Article publié dans le journal Les Echos du 1er septembre 1998.
Guillaume Sainteny était Maître de Conférences à Sciences Po (Paris)
A en croire les augures, la croissance serait de retour. Ce retour semble consensuel, tandis que le débat porte sur le partage de ses fruits. Ce double constat est en lui-même étonnant. Souvenons-nous. C’était il n’y a pas si longtemps : en 1970. Le Club de Rome, s’appuyant sur le prestigieux MIT, publiait son célèbre rapport « Halte à la croissance ! » (mauvaise traduction en termes catastrophiques du titre anglais « The limits to growth« ). De nombreuses personnalités, et notamment des économistes, faisaient partie de ce club. D’autres embrayèrent sur l’idée, tels le commissaire européen Sicco Mansholt et un certain nombre de mouvements écologistes de l’époque. Or aujourd’hui, à l’aube du retour de la croissance, plus personne ne réclame la croissance zéro. Si l’événement passe inaperçu, il n’en semble pas moins remarquable : un consensus existe aujourd’hui sur les bienfaits de la croissance.
En revanche, il est plus surprenant de constater l’absence de débat sur le contenu de la croissance. Tout se passe comme si la croissance avait été tant attendue que les souhaits ou exigences quant à son type, son mode, ses éventuels inconvénients sont oubliés, négligés, escamotés. Veut-on une croissance pauvre en emplois ou riche en emplois, une croissance quantitative ou un développement durable, une croissance ménageant la qualité de la vie ou la reléguant à l’arrière-plan ? Force est de constater qu’aujourd’hui ce débat n’a pas lieu. Il n’est pas sur la place publique. Vive la croissance, disent économistes, politiques, médias, entreprises… Laquelle ? Question incongrue. On verra après…
En revanche, la question de l’utilisation, voire du partage des fruits de la croissance, est, elle, sur la place publique. Faut-il utiliser les surplus de rentrées fiscales dues à ce regain de croissance pour contribuer à continuer à réduire les déficits publics de 3 % à 2,5 %, voire 2 % au moins, du PIB ? Faut-il profiter de ces rentrées pour financer les réformes de structures dont la société et l’Etat français ont bien besoin? Faut-il distribuer ces surplus de recettes publiques selon des critères sociaux? Chacune de ces trois solutions a ses partisans. Certains postulent même, tels des gestionnaires de patrimoine, d’équilibrer en trois tiers ou moitié-moitié la répartition des surplus.

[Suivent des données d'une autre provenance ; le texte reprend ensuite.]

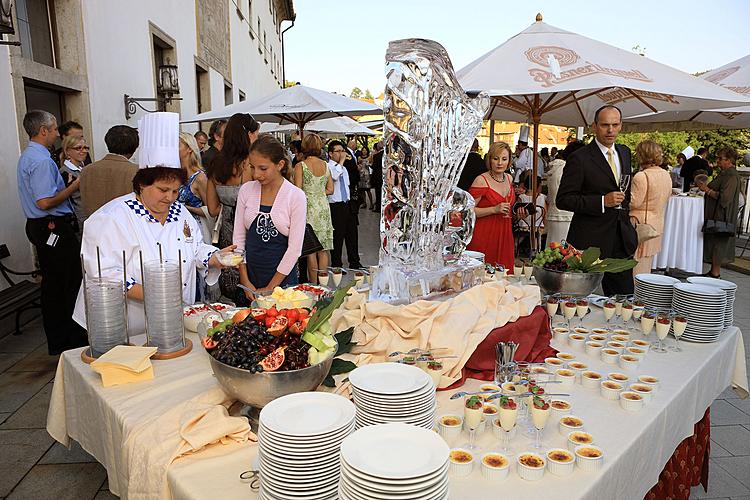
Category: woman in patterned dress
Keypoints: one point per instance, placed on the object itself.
(270, 220)
(312, 177)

Reste qu’au moins une autre possibilité n’est même pas évoquée. De nombreux spécialistes, économistes et fiscalistes, et des institutions internationales appellent de leurs vœux, depuis plusieurs années, une modification fondamentale des systèmes fiscaux, un verdissement de la fiscalité qui pourrait comprendre, notamment, à prélèvements obligatoires constants, la suppression, d’un certain nombre de subventions ou de dispositions fiscales défavorables à l’environnement, l’instauration d’avantages fiscaux pour les écoproduits, les éco-industries et les activités favorables à l’environnement, la diminution de la taxation des pollutions et de la consommation d’énergie, l’adoption de dispositions fiscales favorables à un véritable développement durable. Chacun sait que les réformes fiscales sont plus difficiles à accomplir en période de stagnation ou de régression des recettes budgétaires. Le gâteau n’augmentant pas, le partage des recettes se fait à fonds constants ou déclinants. Il faut déshabiller Pierre pour habiller Paul. En période d’augmentation des recettes budgétaires via la croissance, cet inconvénient existe moins. La part de chacun ne diminuant pas en termes bruts, le partage du gâteau ou de ses plus-values relatives est plus aisé. Des marges de manœuvre existent, quitte à étaler les réformes sur plusieurs années.
On se gardera bien de choisir entre ces différentes solutions. On se contentera ici de s’étonner de ce que, dans les débats actuels, d’une part le sens de la croissance et le type de croissance ne soient pas discutés et, d’autre part, que la thèse de l’utilisation des surplus ne soit défendue par personne. Même certains écologistes, dont cela pourrait pourtant être un thème privilégié, se sont rangés dans le camp de ceux qui plaident en faveur de la distribution sociale de ces surplus budgétaires.
A l’aube du XXIè siècle, croissance et développement durable semblent toujours découplés.